2. Manage regional investigations – examples include coastal inundation, tsunami and earthquake hazards to reduce risk to community through policy and education.

3. Lead a team which undertakes 24/7 risk assessment for impending hazards such as severe weather, tsunami, volcanic eruptions and cyclones.

Planning & Intelligence

1. Contingency planning for large emergencies such as tsunami, cyclones and potential eruptions from the Auckland Volcanic Field.

2. Situational awareness to ensure that a high level of visibility is present to plan for and respond to emergencies in Auckland.

3. Evacuation planning portfolio in the event evacuations are required.

4. Management of the Planning & Intelligence team during business as usual and a wider team, including Geospatial teams, during emergencies.

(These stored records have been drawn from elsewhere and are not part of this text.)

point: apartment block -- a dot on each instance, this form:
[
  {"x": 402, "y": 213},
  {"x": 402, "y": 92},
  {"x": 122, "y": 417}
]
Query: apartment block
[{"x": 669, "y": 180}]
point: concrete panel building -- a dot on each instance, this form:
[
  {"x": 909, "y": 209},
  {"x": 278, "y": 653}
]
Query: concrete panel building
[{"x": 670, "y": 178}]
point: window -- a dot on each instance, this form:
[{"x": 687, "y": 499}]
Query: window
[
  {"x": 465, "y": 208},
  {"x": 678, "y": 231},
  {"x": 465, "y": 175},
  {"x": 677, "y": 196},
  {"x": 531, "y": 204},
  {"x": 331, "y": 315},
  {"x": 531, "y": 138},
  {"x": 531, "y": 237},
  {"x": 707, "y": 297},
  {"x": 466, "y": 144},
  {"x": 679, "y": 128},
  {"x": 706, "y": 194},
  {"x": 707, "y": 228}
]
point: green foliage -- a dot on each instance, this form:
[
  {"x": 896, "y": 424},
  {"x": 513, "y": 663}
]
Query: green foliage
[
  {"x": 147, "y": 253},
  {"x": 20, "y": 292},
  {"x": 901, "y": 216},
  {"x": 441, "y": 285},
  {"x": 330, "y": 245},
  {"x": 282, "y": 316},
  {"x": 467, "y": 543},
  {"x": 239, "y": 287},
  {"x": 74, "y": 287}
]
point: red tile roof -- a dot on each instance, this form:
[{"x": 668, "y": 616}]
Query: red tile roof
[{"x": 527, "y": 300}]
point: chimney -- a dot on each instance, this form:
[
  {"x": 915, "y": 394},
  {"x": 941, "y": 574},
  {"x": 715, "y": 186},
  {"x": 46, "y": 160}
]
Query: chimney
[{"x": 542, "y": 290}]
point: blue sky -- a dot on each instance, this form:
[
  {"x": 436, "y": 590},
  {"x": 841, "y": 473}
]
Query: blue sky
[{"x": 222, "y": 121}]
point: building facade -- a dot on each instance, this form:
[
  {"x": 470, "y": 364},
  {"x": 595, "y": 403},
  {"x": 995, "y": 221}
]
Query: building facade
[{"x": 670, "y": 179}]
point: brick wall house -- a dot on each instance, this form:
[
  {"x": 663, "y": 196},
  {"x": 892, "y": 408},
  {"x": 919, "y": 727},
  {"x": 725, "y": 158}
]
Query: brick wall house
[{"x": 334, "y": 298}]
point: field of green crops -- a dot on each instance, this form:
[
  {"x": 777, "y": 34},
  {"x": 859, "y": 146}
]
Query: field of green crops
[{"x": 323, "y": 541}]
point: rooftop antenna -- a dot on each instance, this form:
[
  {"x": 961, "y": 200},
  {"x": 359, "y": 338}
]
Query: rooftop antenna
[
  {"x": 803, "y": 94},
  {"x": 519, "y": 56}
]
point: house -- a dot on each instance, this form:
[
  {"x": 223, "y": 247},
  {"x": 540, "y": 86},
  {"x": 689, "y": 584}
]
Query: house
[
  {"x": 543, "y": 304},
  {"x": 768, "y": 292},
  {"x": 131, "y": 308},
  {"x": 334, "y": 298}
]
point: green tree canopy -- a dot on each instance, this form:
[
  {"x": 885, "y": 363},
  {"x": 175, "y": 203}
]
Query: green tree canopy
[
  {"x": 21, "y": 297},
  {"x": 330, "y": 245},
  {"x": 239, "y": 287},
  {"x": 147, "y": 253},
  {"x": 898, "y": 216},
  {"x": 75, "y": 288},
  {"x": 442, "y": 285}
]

What’s a typical day like?

Emergency management is 24/7; therefore, you have to be prepared to respond at any time.  As such, day to day can be varied but extremely rewarding.

Prior to my current role, I was a natural hazards analyst/advisor for 6 years.  Working in southern parts of New Zealand, I was involved in researching hazards that could impact the Otago region, such as tsunamis, coastal inundation and earthquakes.  In addition, I assessed sites for future development and provided technical evidence at hearings if developments were proposed in high risk areas.  This role also involved impact assessment of sites post-event such as reconnaissance flights after the 2009 M7.8 Dusky Sound earthquake, local landslide and flood events.

A large part of my current role is stakeholder engagement.  Now that may sound boring, but we need to ensure that if we have a volcanic eruption (Auckland is the most urbanised monogenetic volcanic field in the world) or any other event, we will have the necessary contacts to coordinate a response and ultimately save lives.  This means that day to day I work with weather forecasts and geological agencies, central government departments, and senior staff at universities.

I also manage a team that makes sure we are on top of imminent emergencies.  This team monitors weather, volcanoes, social media and Auckland to ensure that we can warn the public should an emergency happen, as well as developing plans should we need to undertake evacuations.

What’s fun? The diversity of a role in emergency management is great.  It is a privilege to be able to reduce the impact on people during an emergency while helping to reduce the loss of life.  Getting into the field to observe the impacts of severe weather, coastal inundation and other natural hazards is always exciting, but using these observations to improve future advice is even more rewarding.

What’s challenging?  Nature is nature and often difficult to forecast, so making the call on when events will happen and their impact is challenging – particularly weather.

What’s your advice to students?  When at university, I recognised that research is important but unless it’s used in practice, it will not make a difference in society.  You could publish thousands of papers, but they will only be meaningful if used to influence change.  Roles in local government are the platform to effect this change.

Physical geography is a great multidisciplinary subject that offers many job opportunities.  During my study at Otago University, I was also fortunate to assist research in Antarctica for 4 weeks.



  1. Sheryll Patterson

    Well I’m extremely proud of this young man, he has worked hard all his life and deserves the recognition coming his way. Keep up the great work Richard. Sheryll Patterson

  2. Kostas Mandilaris

    Another great interview, thank you Sandie!

    1. Sandie Will (Post author)

      Yes, I agree, Kostas! You’re welcome!